# Die größten Festplatten gegen die schnellsten SSDs - Vorschau auf PCGH 05/2009



## PCGH-Redaktion (30. März 2009)

*Die größten Festplatten gegen die schnellsten SSDs - Vorschau auf PCGH 05/2009*

Jetzt ist Ihre Meinung zu Die größten Festplatten gegen die schnellsten SSDs - Vorschau auf PCGH 05/2009 gefragt. Beachten Sie dabei unsere Forenregeln.




			Dieser Inhalt steht nur eingeloggten Mitgliedern zur Verfügung.
        

 Zurück zum Artikel: Die größten Festplatten gegen die schnellsten SSDs - Vorschau auf PCGH 05/2009


----------



## RTW112 (30. März 2009)

*Die größten Festplatten gegen die schnellsten SSDs - Vorschau auf PCGH 05/2009*

sehr schöner test, sowas sehe ich gerne

sind das mittlere mbyte/s angaben oder schnellste geteste angabe? den ne vrator mit 108 ist bissel wenig, meine wd 640gb schafte spitze schon 110mbyte/s mit hdtune2.55


----------



## Teclis16 (30. März 2009)

*AW: Die größten Festplatten gegen die schnellsten SSDs - Vorschau auf PCGH 05/2009*

Reicht die 15GB HDD für meinen Vista HTPC, damit würde man ja jegliche Festplattengeräusche verbannen


----------



## RTW112 (30. März 2009)

*AW: Die größten Festplatten gegen die schnellsten SSDs - Vorschau auf PCGH 05/2009*



Teclis16 schrieb:


> Reicht die 15GB HDD für meinen Vista HTPC, damit würde man ja jegliche Festplattengeräusche verbannen


soweit ich weiss verbrauch doch vista schon über 15 mit sp1 glaube vista nutz schon 14-16gb plus sp1 bist bestimmt bei 17-18gb. will aber auch nix falschen sagen.


----------



## a.stauffer.ch@besonet.ch (30. März 2009)

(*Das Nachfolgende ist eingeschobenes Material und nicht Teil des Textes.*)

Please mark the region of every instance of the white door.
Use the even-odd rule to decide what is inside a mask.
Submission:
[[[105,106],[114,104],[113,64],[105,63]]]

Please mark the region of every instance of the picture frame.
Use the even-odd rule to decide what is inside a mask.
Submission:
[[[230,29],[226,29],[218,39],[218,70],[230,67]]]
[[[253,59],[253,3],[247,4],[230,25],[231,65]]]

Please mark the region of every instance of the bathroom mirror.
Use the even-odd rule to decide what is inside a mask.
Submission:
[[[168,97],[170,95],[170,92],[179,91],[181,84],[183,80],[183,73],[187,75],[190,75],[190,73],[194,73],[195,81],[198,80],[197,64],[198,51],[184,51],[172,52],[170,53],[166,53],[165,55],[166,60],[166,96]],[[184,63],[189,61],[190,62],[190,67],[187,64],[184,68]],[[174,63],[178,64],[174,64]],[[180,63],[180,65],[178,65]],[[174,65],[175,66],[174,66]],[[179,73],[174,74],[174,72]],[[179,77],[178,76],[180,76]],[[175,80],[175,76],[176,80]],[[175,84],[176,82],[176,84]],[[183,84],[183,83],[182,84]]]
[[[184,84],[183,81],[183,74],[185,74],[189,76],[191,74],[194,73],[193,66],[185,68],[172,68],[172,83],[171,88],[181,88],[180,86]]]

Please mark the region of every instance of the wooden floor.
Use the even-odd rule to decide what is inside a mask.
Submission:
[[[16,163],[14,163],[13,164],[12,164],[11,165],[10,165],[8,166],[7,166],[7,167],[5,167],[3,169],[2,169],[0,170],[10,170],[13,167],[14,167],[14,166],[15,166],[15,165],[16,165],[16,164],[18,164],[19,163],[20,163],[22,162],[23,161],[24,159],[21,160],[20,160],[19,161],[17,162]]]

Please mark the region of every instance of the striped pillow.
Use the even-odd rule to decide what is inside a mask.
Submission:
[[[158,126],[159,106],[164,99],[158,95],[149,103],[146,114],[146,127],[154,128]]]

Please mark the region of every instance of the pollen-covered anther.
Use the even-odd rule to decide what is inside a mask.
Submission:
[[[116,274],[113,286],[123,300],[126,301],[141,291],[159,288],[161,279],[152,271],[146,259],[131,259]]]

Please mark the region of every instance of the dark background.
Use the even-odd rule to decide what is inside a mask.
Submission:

*AW: Die größten Festplatten gegen die schnellsten SSDs - Vorschau auf PCGH 05/2009*

Sieht nicht so gut aus für die HDDs!!!


----------



## Bestia (30. März 2009)

*AW: Die größten Festplatten gegen die schnellsten SSDs - Vorschau auf PCGH 05/2009*



RTW112 schrieb:


> soweit ich weiss verbrauch doch vista schon über 15 mit sp1 glaube vista nutz schon 14-16gb plus sp1 bist bestimmt bei 17-18gb. will aber auch nix falschen sagen.

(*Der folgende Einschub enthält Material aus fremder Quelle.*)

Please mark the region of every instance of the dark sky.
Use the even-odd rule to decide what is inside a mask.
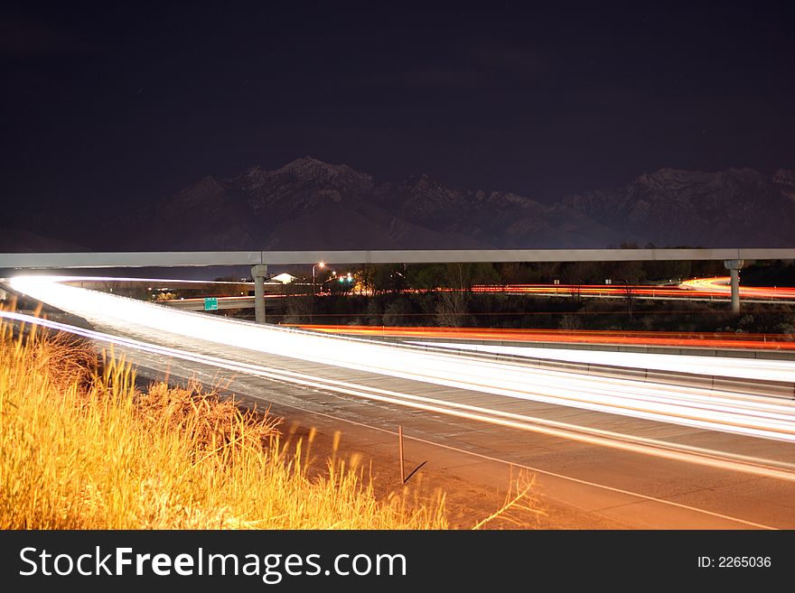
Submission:
[[[0,8],[4,201],[113,209],[306,154],[539,199],[795,167],[792,3],[116,4]]]

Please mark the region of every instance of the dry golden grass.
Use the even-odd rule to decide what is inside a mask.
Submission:
[[[430,505],[373,495],[332,458],[195,386],[135,388],[132,368],[0,322],[2,529],[444,529]]]

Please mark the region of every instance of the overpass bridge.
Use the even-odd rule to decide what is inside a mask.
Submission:
[[[740,310],[739,271],[747,261],[795,260],[795,248],[725,249],[412,249],[353,251],[182,251],[0,254],[0,269],[210,267],[250,265],[256,319],[265,320],[268,265],[334,264],[465,264],[505,262],[723,261],[731,273],[732,310]]]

Also ich würde auch wenigstens eine mit 30GiB empfehlen.


----------



## Henner (30. März 2009)

*AW: Die größten Festplatten gegen die schnellsten SSDs - Vorschau auf PCGH 05/2009*

Es sind mittlere Transferraten, keine Höchstwerte.


----------



## RTW112 (30. März 2009)

*AW: Die größten Festplatten gegen die schnellsten SSDs - Vorschau auf PCGH 05/2009*



PCGH_Henner schrieb:


> Es sind mittlere Transferraten, keine Höchstwerte.


ok danke euch


----------



## Jan 1984 (30. März 2009)

*AW: Die größten Festplatten gegen die schnellsten SSDs - Vorschau auf PCGH 05/2009*

es wäre schön zu wissen welche firmware eure ocz vertex hat, da die neue firmware 1275 noch schneller sein soll und ein paar probleme beseitigen soll.


----------



## INU.ID (30. März 2009)

*Die größten Festplatten gegen die schnellsten SSDs - Vorschau auf PCGH 05/2009*

In dem Test fehlt noch sowas: Photofast CR-9000: Build A Low-Cost SSD Drive With Flash Memory Cards | Mark's Technology News

((( mal auf Deutsch http://www.tinxi.de/default.aspx?TY=Item&ST=5&VL=21130&SC=rel )))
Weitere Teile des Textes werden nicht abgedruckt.